Sua nova história está ambientada na capital francesa, e é um thriller em tom de comédia burguesa, com ocasionais conotações românticas. A protagonista é Fanny (charmosamente interpretada por Lou de Laâge), mulher de trinta e poucos anos que trabalha para uma grande casa de leilões. Um dia, ela reencontra um antigo amigo de colégio, Alain (Niels Schneider), escritor divorciado.

Fanny é casada com Jean (Melvil Poupaud), homem rico e excessivamente ciumento - cujo trabalho não é revelado em nenhum momento do filme - que parece considerar Fanny sua "esposa troféu";. Poupaud desempenha seu papel com habilidade, de modo que consegue manter um equilíbrio entre o lado cruel e chato de seu personagem e outro, bastante estúpido.

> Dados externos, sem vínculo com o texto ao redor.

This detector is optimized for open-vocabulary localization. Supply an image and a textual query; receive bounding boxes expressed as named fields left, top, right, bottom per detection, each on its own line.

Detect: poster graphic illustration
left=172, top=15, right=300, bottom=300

Alain e Fanny embarcam em um romance, e a principal virada ocorre quando Alain deixa Paris sem deixar rastros. O desaparecimento de Alain leva Fanny ao desespero, e sua mãe (Valérie Lemercier) acaba sendo a única que tenta ir mais longe e descobrir o que realmente aconteceu. Também é cativante – embora um pouco banal e nerd ao mesmo tempo – ver como o forte vínculo entre Fanny e Alain se forma após a tentativa deste último de convencer Fanny a viver sua vida ao máximo. Em particular, sublinha a sorte que cada um de nós tem por estar vivo, uma vez que as probabilidades de nascer neste mundo são de apenas uma em 400 mil milhões.

Novo filme de Woody Allen retoma o frescor de suas melhores produções, com ironia e sem moralismo
Novo filme de Woody Allen retoma o frescor de suas melhores produções, com ironia e sem moralismo | Foto: Divulgação

Também interessante é como Allen zomba de alguns clichês da alta sociedade, como caçar e passar dias intermináveis ​​no campo.

No que diz respeito ao aspecto visual, o filme ainda se destaca graças à fotografia de Vittorio Storaro, que obviamente dispensa apresentações. O mestre italiano, diretor de fotografia de obras de tantos mestres cineastas (Coppola, Bertolucci, Saura, entre

outros) consegue criar um contraste requintado entre a paleta de cores azul e branco do luxuoso apartamento de Fanny e Jean e as belas e quentes cores das ruas da capital francesa no outono. Além disso, a trilha sonora segue alinhada ao clima da história, e o refrão de “Cantaloupe Island”, clássico de Herbie Hancock, serve como intermezzo charmoso entre varias cenas.

Coup de Chance é um divertido longa-metragem de 96 minutos, caracterizado por uma abordagem de direção simples mas funcional, um conjunto sólido de atores, diálogos divertidos escritos na medida, e um ritmo narrativo bastante atraente. E só a cena final já valeria o preço do ingresso. Mas será este “Coup de Chance” um retorno aos melhores momentos de Allen como cineasta? Parece não haver duvida de que sim.

O filme deve muito a “Match Point”, e nos devolve um Allen entre espirituoso e perverso, de novo fazendo rir e demonstrando a leveza de seus primeiros filmes. Há passagens que vibram ao sabor do romantismo clássico do cineasta, e o roteiro retoma um tema que o citado “Match Point” desenvolveu de forma mais sinistra. O espirito vivaz de Allen redescobre o frescor, a ironia, as situações complexas bem resolvidas, a ausência de moralismo. E reafirma aquela rara harmonia das coisas de Allen, aquele desequilibrio confortável, uma ingenuidade muito penetrante.

Sem duvida, aos 88 anos é um diretor que ainda tem muito a oferecer, a julgar por esta comédia negra irônica e inteligente.